――4『ロサンゼルス崩壊』
防衛庁――防衛庁情報本部
「第3艦隊の戦闘機が行方不明?」
真田は訝しげな表情を浮かべた。相沢がプリントアウトされた書類を見ながら答える。
「はい。消息を絶ったのは空母「カールビンソン」の艦載機F/A−18スーパーホーネット、クーガー隊1番機。第3艦隊は先日までギルディア共和国への示威行動の目的で南太平洋にて作戦行動中だったのですが、ギルディアが国連からの調査隊を受けいれたことでその後アメリカ西海岸の基地に帰港途中でした。事故は夜間離発着訓練を実施中に消息を起こった模様です。」
「……原因不明なことは気になるが、不謹慎な言い方をさせてもらえればゴジラの線は薄いな。いくらヤツでも高空を巡航している戦闘機を撃ち落すことは出来ないだろう。」
「そうですね。横須賀の太平洋艦隊司令部も、通信記録から事故の原因を、突然発生した低気圧に巻きこまれた墜落したからだと断定しています。我々もちょっと神経質になりすぎているのかもしれません。」
相沢は肩を竦めて見せた。
「だが、氷川部長も『ゴジラが今回の爆発で目覚めてしまっている可能性も万に一つある』と言っていたよ。ゴジラの活動がどんな些細なことでも確認できない現在では、第一種警戒態勢も出すことが出来ない。神経質になり過ぎるもの問題だが、我々の仕事は慎重さには万全を期さねばいけない。」
そう言って真田は表情を引き締めた。だが、真田達の予想もしないところで事態は起こっていた――
アメリカ合衆国――ロサンゼルス市街
ロサンゼルス――このアメリカ西海岸最大の都市は温暖で海に面した地域は観光地、内陸部は高層ビル群、郊外は高級住宅地。そして視線を北東部に向ければ、山地に据え付けられたかの有名な「HOLLYWOOD」の看板を望むことが出来る。その日、ロサンゼルスは朝早くから滝のように叩き付ける豪雨に見舞われていた。異変は海岸沿いの地域から始まっていた。

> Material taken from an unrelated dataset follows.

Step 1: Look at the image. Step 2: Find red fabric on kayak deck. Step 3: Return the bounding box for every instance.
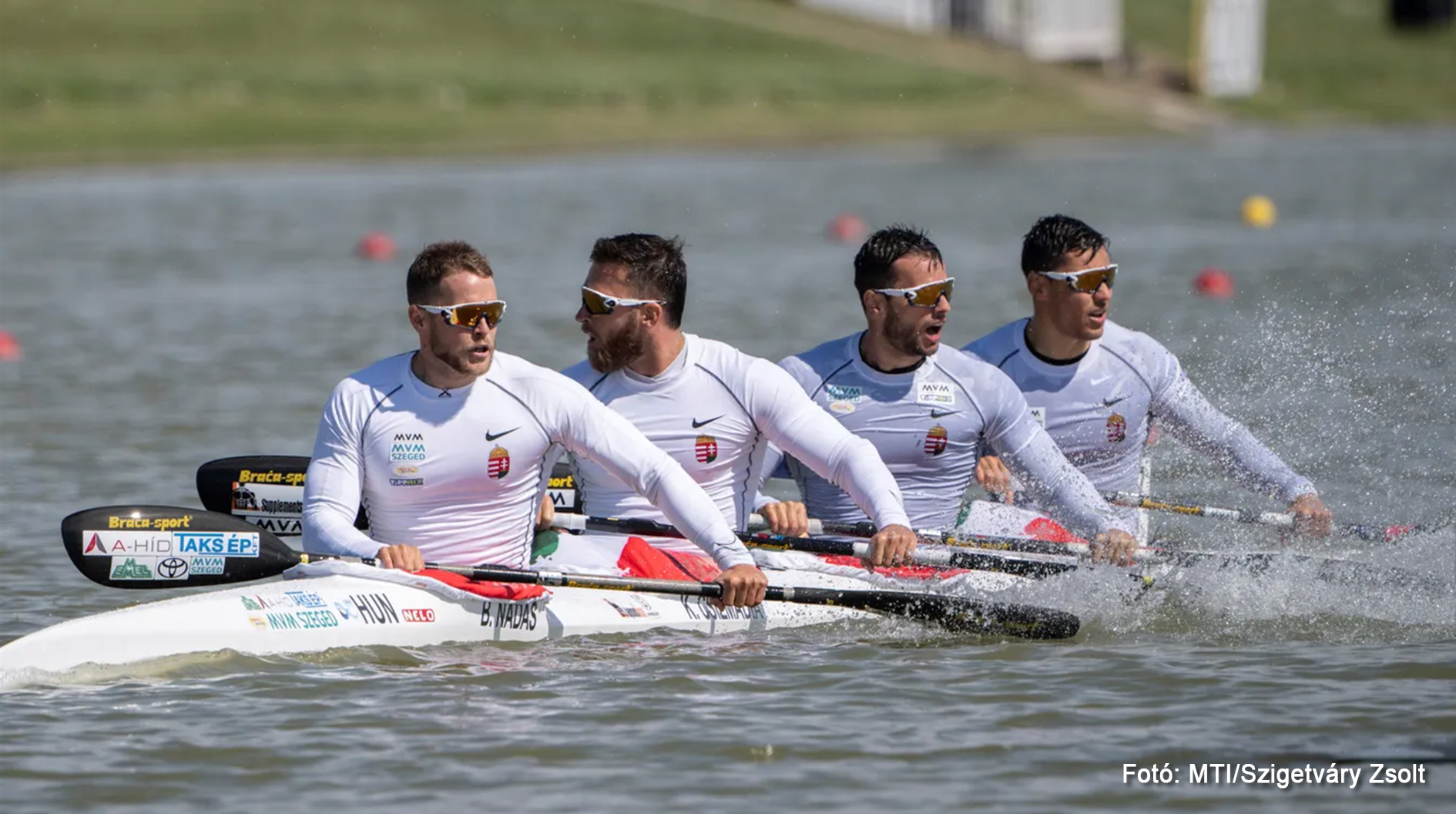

一日の生活が動き始める時間、人々は傘おも叩き潰さんとばかり降りしきる雨の中を忙しなく進み、またこれから学校や職場に向かおうとする人は家の中でニュースを見ながらこの記録的な大雨が交通機関に与えている影響を心配することに余念が無い。そんな中、TVの画面に時折ノイズが混じり始め、微かに窓ガラスが震えるような微震が感じられても人々は異変に気づかなかった。ロサンゼルスの人々は過去に幾度の大地震を経験し、また小さな地震には慣れている。しかし振動が次第に大きくなり、窓どころか周囲の大気全体が震え始めると、彼らもその異常さを感じ始めた。振動が地面からではなく上空から発せられていることに気付いた者が一人、また一人と空を見上げ始めると、何時の間にか街を歩く人々にその行為が伝播して行き、大勢が傘を捨てて呆然と空を見上げ、家の中にいた人々も窓際に殺到する光景が街のいたるところで見られるようになった。
ロサンゼルスの上空に低く立ち込める雨雲の間から時折見える、巨大な発光物体。それは全市民の注目を集めながらロサンゼルスの中心部、ダウンタウン方面へと向かうのだった――。
ワシントンD.C――アメリカ国防総省
ロサンゼルスで発生した異常現象の情報はアメリカ大陸を横断し、国防の総本山であるこのペンタゴンにも届いていた。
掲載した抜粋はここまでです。